UK Biobank has today unveiled incredible new data from whole genome sequencing of its half a million participants, a step that is set to drive the discovery of new diagnostics, treatments and cures.  

The data, uniquely, is available to approved researchers worldwide, via a protected database containing only de-identified data (e.g. name, address, date of birth, name of GP and more stripped out) 

This abundance of genomic data is unparalleled, but what cements it as a defining moment for the future of healthcare is its use in combination with the existing wealth of data UK Biobank has collected over the past 15 years on lifestyle, whole body imaging scans, health information, and proteins found in the blood. 

After five years, more than 350,000 hours of genome sequencing, and over £200 million of investment, UK Biobank is releasing the world’s largest-by-far single set of sequencing data, completing the most ambitious project of its kind ever undertaken.

“This is a veritable treasure trove for approved scientists undertaking health research, and I expect it to have transformative results for diagnoses, treatments and cures around the globe,” said Professor Sir Rory Collins FRS FMedSci, Principal Investigator at UK Biobank. 

Game-changing data for health research 

Today’s addition of sequencing data comes after a series of great leaps made using the vast UK Biobank biomedical database.

These leaps include: finding genes associated with protection against obesity and type 2 diabetes, which has the potential to lead to the development of new drugs; identifying individuals at very high genetic risk for diseases such as heart disease, breast cancer and prostate cancerwhich may help with screening; and a link between activity and Parkinson’s that can predict the disease up to seven years before diagnosis from smartwatch data, potentially leading to early intervention. The new sequencing data will dramatically enhance the existing data’s potential. 

Whole genome sequencing data on this scale, combined with UK Biobank’s existing data and biological samples, is expected to lead to more targeted drug discovery and development, the discovery of thousands of disease-causing non-coding genetic variants, the acceleration of precision medicine and better understanding of the biological underpinnings of disease.  

“Researchers can now apply to access de-identified full genome data from half a million participants, alongside a rich combination of medical, biochemical, lifestyle and environmental data from volunteers involved,” said Professor Dame Ottoline Leyser DBE FRS, chief executive of UK Research and Innovation (UKRI).

“Today marks an important milestone in UKRI’s commitment to realise the potential of genetics for biomedical research, innovation and translation to the clinic.”   

Set up 20 years ago, the charity UK Biobank recruited half a million altruistic volunteers to create the world’s most comprehensive source of health data. It is used by researchers across the world, from academic, commercial, government and charitable settings, for scientific discoveries that improve human health.  

UK Biobank now provides the most detailed picture of human health that exists, equipping researchers with the ultimate toolbox to make previously out-of-reach links and discoveries about disease development possible. 

“The sheer amount of genetic data is exceptional – it is twice as much as anywhere else – but UK Biobank’s data is so illuminating because we’ve been able to follow the health of our brilliant volunteers for around 15 years,” said Professor Collins. 

More than 9,000 peer-reviewed papers from platform 

To date, over 30,000 researchers from more than 90 countries have registered to use UK Biobank, with over 9,000 peer-reviewed papers published as a result. Researchers are given the tools and computing power to analyse the de-identified data via UK Biobank’s secure, cloud-based Research Analysis Platform4.  

This project was funded by Wellcome, UKRI and four biopharmaceutical companies; Amgen, AstraZeneca, GSK and Johnson & Johnson5. This data – and the rest of UK Biobank’s de-identified data – is now globally accessible for approved researchers on the UK Biobank Research Analysis Platform which is hosted on Amazon Web Services (AWS) in the London region and enabled by DNAnexus.
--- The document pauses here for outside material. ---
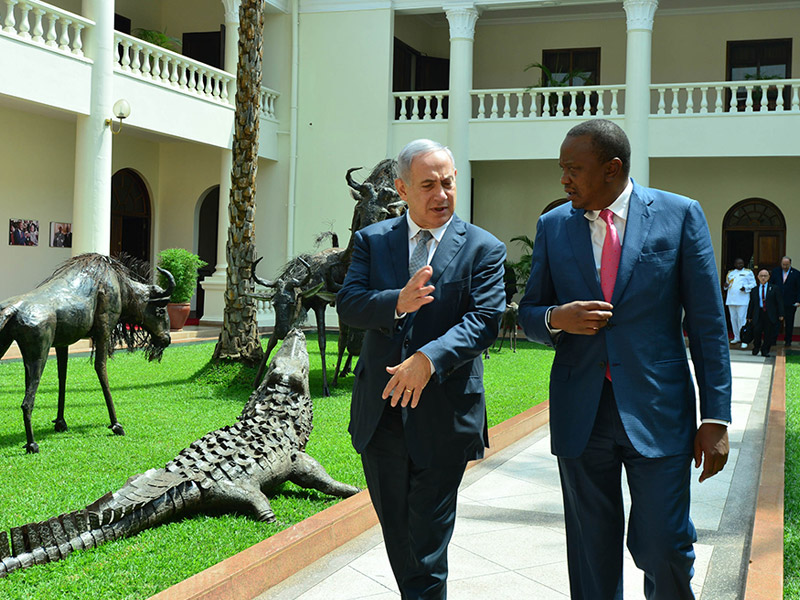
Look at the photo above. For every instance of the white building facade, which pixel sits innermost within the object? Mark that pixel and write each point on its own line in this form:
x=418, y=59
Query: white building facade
x=704, y=88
This is the first time a globally accessible resource, the computing power, and necessary storage required to analyse this size and sort of data, has been made available to researchers. 

The four pharmaceutical companies plan to publicly share their summary statistical analyses arising from the consortium collaboration, including genome-wide association results, providing the research community with highly valuable insights without the costly and time-consuming burden of analysing raw data.